Referral content (clear & factual):

  • Chronology, clinical findings, observations, who was present.
  • Adult's wishes and capacity status.
  • Any immediate safety concerns and actions already taken.
  • Contact details of referrer and any known support persons.
  • Request for feedback/reference number and note in patient record.

Continue clinical care as appropriate and coordinate with partners; keep the adult informed where safe and appropriate.


Complex safeguarding risks: indicators and safe actions

Domestic abuse / coercive control:

  • Indicators: companion controlling access/money, fear behaviours, isolation, removal of aids.
  • Action: offer private conversation, provide discreet information and helpline details; escalate where risk of serious harm.

Modern slavery / trafficking:

  • Indicators: controlling chaperone, lack of ID, scripted answers, same address for many patients, cash payment by one person.
  • Action: do not confront; withdraw to safety, escalate using NRM/local modern slavery pathways, contact modern slavery helpline as per local policy.

Prevent / radicalisation:

  • Indicators combined with vulnerability: isolation, recent crisis, extremist views being expressed.
  • Action: use local Prevent referral routes, do not make assumptions or try to manage alone.

For all complex risks: avoid confrontation on site, prioritise adult and staff safety, seek multi-agency support and document everything.

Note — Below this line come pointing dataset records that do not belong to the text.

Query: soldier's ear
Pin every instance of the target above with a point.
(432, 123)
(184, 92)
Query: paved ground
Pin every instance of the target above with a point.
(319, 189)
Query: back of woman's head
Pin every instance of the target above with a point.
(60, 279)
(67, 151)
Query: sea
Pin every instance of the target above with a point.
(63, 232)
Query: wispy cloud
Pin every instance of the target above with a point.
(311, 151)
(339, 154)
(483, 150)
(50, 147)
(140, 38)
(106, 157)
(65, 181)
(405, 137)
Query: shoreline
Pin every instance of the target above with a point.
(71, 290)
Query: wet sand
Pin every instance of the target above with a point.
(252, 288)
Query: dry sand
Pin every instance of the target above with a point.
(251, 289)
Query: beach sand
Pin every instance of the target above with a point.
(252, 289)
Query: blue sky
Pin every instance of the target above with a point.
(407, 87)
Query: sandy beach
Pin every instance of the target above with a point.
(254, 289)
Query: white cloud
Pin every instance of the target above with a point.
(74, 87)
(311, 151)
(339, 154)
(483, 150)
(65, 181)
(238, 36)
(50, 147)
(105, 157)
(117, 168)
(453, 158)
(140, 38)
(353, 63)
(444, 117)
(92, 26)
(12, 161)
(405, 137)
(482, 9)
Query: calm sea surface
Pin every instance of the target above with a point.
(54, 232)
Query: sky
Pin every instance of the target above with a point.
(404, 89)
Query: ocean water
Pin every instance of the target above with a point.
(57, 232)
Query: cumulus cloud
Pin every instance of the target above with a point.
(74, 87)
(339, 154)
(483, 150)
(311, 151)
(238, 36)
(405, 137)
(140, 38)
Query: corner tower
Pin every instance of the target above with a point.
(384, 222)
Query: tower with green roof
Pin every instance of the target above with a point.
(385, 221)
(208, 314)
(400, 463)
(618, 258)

Practice preparedness, governance and training

People & roles:

  • Appoint safeguarding lead and deputy; maintain and publish contact list.
  • Training matrix for all staff (induction and refresher intervals) including reception and domiciliary teams.

Processes & systems:

  • SOPs for disclosures, capacity assessment, information sharing, domiciliary safety and emergency withdrawal.
  • Electronic templates prompting for capacity, consent to share, chronology and adult's wishes.
  • Store local authority, police non-emergency, Prevent and modern slavery contact details in an easily accessible place.

Safer recruitment & lone-working:

  • Appropriate background checks and reference verification.
  • Lone-working policies: pre-visit risk check, code-word, check-in/out and criteria to abort visits.

Governance:

  • Regular audits of safeguarding entries, referral outcomes, and time-to-response.
  • Monthly case reviews and after-action learning. Ensure alignment with GOC Standard 11 and local SAB priorities.

Reflection, audit and continuous improvement

  • After-action reviews: focus on decisions, process reliability and what could improve next time (not blame).
  • Audit record elements: verbatim quotes, chronology, capacity notes, lawful basis for sharing and outcome tracking.
  • Targeted CPD: use case supervision to improve judgement in areas like financial abuse, domiciliary safety, and capacity assessment.
  • Staff wellbeing: normalise debriefs and access to support after exposure to distressing cases.

Quick-reference practical checklist (for exam/clinic)

  1. Spot red flag? - Offer private time; ensure immediate safety.
  2. Listen - Record verbatim, who was present, date/time.
  3. Assess capacity for the specific decision - use functional test and document.
  4. Seek consent to share - if unsafe/consent refused and risk serious, share minimum necessary and record lawful basis.
  5. Escalate - contact safeguarding lead then local authority/police as required. Record recipient and reference.
  6. Continue clinical care where safe - provide safety-netting and rapid follow-up if refusal accepted.
  7. File clear, contemporaneous notes with follow-up tasks and owners.

Remember: safeguarding is "with" the adult, not "to" them. The responsibilities are to recognise credible risk, support choice and safety, act proportionately and lawfully, and keep clear records so multi-agency partners can protect the adult effectively.